The journey to the cloud is not simple. Even when organizations acknowledge that the cloud is the best and most efficient service delivery model for them, many challenges remain. For some enterprises, managing the coexistence of legacy and cloud infrastructures has proven to be more complex than expected and some continue to struggle to find the talent required to complete their cloud migrations.
All have found that the move to the cloud is not the linear journey they had hoped for; instead, they’ve been faced with an intricate and multi-disciplinary endeavour comprising of numerous organizational dependencies. Many businesses’ cloud strategies have grown stale and a strategic refresh is required so that new life can be breathed into this important process.
Build Common Cloud Milestones
It goes without saying that no two organizations will experience exactly the same journey to the cloud. Every company has its own goals; and these will dictate the shape and pace of their strategies. However, there are several key milestones that every organization will have in common. These milestones can help organizations gauge their progress towards their desired end state and keep them on the right track. Here are some of common milestones to consider.

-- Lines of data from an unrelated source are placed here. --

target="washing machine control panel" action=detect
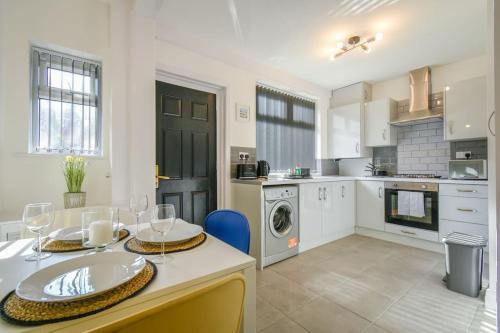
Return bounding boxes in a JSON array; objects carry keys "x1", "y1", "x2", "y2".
[{"x1": 264, "y1": 187, "x2": 298, "y2": 201}]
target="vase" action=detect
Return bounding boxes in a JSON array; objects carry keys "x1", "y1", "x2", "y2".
[{"x1": 64, "y1": 192, "x2": 86, "y2": 209}]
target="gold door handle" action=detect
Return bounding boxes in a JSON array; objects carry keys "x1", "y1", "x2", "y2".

Take a step back and reconsider core issues, including desired business outcomes, investment priorities, deployment model, service providers, talent sourcing and cloud policies. When it comes to IT, your team will need to think about enterprise technology across three layers: Infrastructure, Applications and Operations.
Technology is just one element of the cloud equation. Enterprises must be able to quantify the value of the cloud, particularly when it comes to replacing large legacy investments – such as data centers. Companies need to build a cloud business case that evaluates total cost of ownership and ROI in addition to cloud benefits, key performance indicators and value realization.
Update the operating model
Businesses should also look to their operating models to ensure they can easily embrace leading-edge technologies and approaches, such as robotic process automation (RPA), artificial intelligence (AI), orchestration, workflow, cloud optimization tools and DevOps.
Firms also need to review their approach to applications across several areas:
- Legacy applications: Companies should look at their entire application portfolio and determine the disposition strategy as well as the timing, order and grouping of applications being moved to the cloud.
- Application migration: Enterprises need the capability to migrate and/or modernize applications so that they’re cloud-ready. They also need to be able to replace existing apps with SaaS (News - Alert)/PaaS alternations and build new, cloud-native apps where appropriate.
- Application architecture: Modern application architectures must be capable of building systems by integrating microservices and container architectures; in addition to new and growing PaaS capabilities.
- Next-gen application development: Firms need to focus on high-impact cloud-native solutions across mobile, data science, AI, machine learning and IoT domains.
Businesses also need to consider their infrastructure architecture – when to apply on-premises and public cloud alternatives – as well as other decisions across IaaS capabilities in areas such as network, storage and compute. Security is also critically important, and firms will need to ensure they can protect fully a wide range of services from multiple providers.
Robust change management plans help organizations address these and other key challenges of cloud migration. The goal should be to build cloud-friendly organizational structures that facilitate the migration to the cloud; a task that requires updates to everything from job structures and skills matrices to training plans and talent sourcing strategies.
Companies that are on their journey to the cloud need to take a step back and reconsider the answers to key questions including: ‘What work is redundant in a true cloud model?’ and ‘Which people and vendors are best placed to help me make my transition to the cloud?’
Criteria for vendor selection
Businesses also need to audit the managed service providers that the company is using in its cloud strategy. The choice of managed service provider is critical as these organizations provide essential capabilities, infrastructures and expertise that the business might lack in-house. There is a large variety of managed service providers and cloud platforms available on the market. Businesses need to take a highly strategic approach when it comes to selecting which organizations they partner with.
Enterprises should look for service providers that can deliver a complete array of services that can be tailored to their exact business needs and execute against their business goals and objectives. It’s also important to look for partners that have a strategic vision for their cloud services and have the bandwidth to integrate new capabilities as they emerge.
Reboot your cloud strategy
As organizations look to reinvigorate their cloud strategies, it can be hard to take an objective view and accurately identify what needs to change. It can be beneficial for businesses to seek outside help and advice, so they can successfully complete their cloud journeys and realize optimal benefits. Businesses should seek partners with deep and broad cloud expertise that they can bring in to refine their cloud strategies. The right partner will not only help organizations build effect cloud strategies, but will provide critical execution capabilities to reduce the time-to-value and optimize their cloud operations.
For many enterprises, the future is unclear. From a technology perspective, the cloud has matured and is ready for committed, enterprise-grade computing. To get to this point, companies need to map out a strategic approach; carefully considering each component of the enterprise cloud journey both separately and in relation to others, because components can intersect at different points. By taking an integrated approach, companies can create unique and successful cloud roadmaps; ensure their plans are executed based on a strong foundational strategy; and ultimately experience an efficient and timely transformation that is aligned to their business goals and desired outcomes.